One of those things I did was consolidate all my small coding side projects into one large monorepo, quite a hassle if you were to do it manually, but I have to admit Claude did a fabulous job. Instead of having a bazillion similar small projects (I’m mostly using Astro.js & React) with almost the same npm dependencies, I now have one large project, several claude.md files in it, and pnpm as dependency manager, and I’m quite pleased with it.

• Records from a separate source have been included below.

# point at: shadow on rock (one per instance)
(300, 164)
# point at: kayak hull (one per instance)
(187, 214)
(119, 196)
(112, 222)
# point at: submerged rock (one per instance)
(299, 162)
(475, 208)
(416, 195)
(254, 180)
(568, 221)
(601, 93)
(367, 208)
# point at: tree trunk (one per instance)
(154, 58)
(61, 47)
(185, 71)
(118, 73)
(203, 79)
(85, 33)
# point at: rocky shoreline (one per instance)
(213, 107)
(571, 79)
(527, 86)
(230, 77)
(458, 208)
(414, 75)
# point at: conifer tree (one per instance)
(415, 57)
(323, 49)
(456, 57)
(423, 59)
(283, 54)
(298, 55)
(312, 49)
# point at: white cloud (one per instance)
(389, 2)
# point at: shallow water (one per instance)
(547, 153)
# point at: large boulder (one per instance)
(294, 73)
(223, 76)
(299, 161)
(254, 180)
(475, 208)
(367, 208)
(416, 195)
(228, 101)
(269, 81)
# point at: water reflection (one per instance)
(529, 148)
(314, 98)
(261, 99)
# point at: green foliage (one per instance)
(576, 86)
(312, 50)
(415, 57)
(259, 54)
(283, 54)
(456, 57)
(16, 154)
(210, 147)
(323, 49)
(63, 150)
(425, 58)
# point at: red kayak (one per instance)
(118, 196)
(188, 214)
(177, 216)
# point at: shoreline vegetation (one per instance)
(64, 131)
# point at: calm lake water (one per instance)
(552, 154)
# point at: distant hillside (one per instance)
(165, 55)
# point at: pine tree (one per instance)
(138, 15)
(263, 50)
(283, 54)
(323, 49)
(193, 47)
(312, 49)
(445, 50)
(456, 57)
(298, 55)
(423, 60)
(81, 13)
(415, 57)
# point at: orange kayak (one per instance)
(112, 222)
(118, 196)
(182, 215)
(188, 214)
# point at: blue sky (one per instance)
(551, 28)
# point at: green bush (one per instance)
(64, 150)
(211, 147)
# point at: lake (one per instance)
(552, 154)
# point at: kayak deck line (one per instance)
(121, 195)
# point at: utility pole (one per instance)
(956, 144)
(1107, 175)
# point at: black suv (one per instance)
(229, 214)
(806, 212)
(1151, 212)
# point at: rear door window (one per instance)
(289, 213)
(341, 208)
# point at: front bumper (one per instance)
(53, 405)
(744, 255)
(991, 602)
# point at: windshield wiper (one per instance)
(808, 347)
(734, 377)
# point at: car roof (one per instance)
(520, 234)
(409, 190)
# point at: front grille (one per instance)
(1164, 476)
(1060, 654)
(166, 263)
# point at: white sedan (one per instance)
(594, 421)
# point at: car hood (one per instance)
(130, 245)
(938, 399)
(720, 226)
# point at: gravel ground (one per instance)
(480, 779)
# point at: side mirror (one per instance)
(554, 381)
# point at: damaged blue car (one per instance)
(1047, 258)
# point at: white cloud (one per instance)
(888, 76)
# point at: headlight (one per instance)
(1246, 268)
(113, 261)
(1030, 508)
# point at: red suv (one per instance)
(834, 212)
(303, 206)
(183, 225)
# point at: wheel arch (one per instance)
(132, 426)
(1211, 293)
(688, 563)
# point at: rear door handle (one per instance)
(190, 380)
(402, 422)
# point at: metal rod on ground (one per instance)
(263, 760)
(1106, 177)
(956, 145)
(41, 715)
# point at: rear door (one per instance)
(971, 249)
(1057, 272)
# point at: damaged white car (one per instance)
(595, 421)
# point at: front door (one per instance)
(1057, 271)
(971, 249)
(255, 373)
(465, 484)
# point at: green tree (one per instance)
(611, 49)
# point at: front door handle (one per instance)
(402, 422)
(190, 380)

I recently also got access to Claude at my employer, and there are a few key things I learned: It won’t make developers jobless anytime soon, and there is a huge difference between API-based billing and the subscription models.
One thing Claude really runs well (probably GPT Codex too) is if there is a designated task defined by a person who knows the repo and knows what the output should look like. I’ve built myself a private chatbot (based on Sonnet 4.5/4.6) with RAG and Smart Home integration in basically a weekend. The code is maintainable, and occasionally I extend stuff myself. But there is a caveat and a new skill to learn for programmers: prompt engineering. Not in the way of “What is the best prompt” as a whole, but more in the sense of “How do I break this down in a way a junior dev (Claude) can take it over and implement an architecture that makes sense (so it doesn’t just push out slop)”.
And to be honest, I quite like learning that new skill, not only to get my side projects more attention again (because I can quickly iterate on features or fixes) but also because I can do it while watching TV and let Claude do the heavy lifting. Sure, it needs guidance quite regularly, but “dumb line after line” writing works better than I expected.
You might be saying now, “But C-level can spec out stuff too.” Yes, they can, but you can see the output Claude produces in contrast to the output from a developer. That’s nothing you can blame on Claude; the outputted code still works, but when it comes to scalability and maintainability, that’s an entirely different thing.
On the API/subscription stuff, neither Anthropic nor OpenAI admit it, but having run several models on my local RTX4080 (in my gaming rig), both the subscriptions and API billing are still far too cheap. And I mean by magnitudes of at least 5x to 10x. Sure, all the big players currently run on venture capital to grab users, but I think we are not nearly close to cost break-even. That said, they must be running huge losses on the subscription, because one thing I consistently observed: The API-billed Claude is consistent in reasoning, answers, and code. While the subscription-based one (which I use now to not declare bankruptcy in a few weeks) has good and bad days. One day you’ve got a competent senior dev that has 20 years of software engineering experience, and the next day you’ve got a junior that has never written code.
And I’m not the only one observing that; coworkers are experimenting themselves and observing similar patterns, and I’ve seen a bunch of Reddit posts on that topic too.
What also works very well is server setup & admin with Claude. I moved several Hetzner servers around over the couple of weeks before finally deciding on an architecture that is feasible for me and my customer for the next years. Although I know (mostly) how to run a Linux machine, having a living document where I copy and paste run commands and Claude adds appropriate documentation makes a huge difference. With my current setup, I can spin up the same server in a matter of hours instead of days.
But, there is also a downside: instead of powering down the MacBook after work and simply doing something else, I tend to extend my workday (well, there is currently a shitload of work I need to do before the upcoming Japan trip) because I can just do “one more bug fix or feature spec out”. And I can sometimes feel myself slacking with prompts, which leads to semi-optimal code, just like the same if you do way too long coding days.
Also, since switching over to coding with Claude mostly, my creative writing stuff has fully died down for now. But that should come back once I’m done fiddling around with side projects (but there is always one more feature to build 🙈😂!)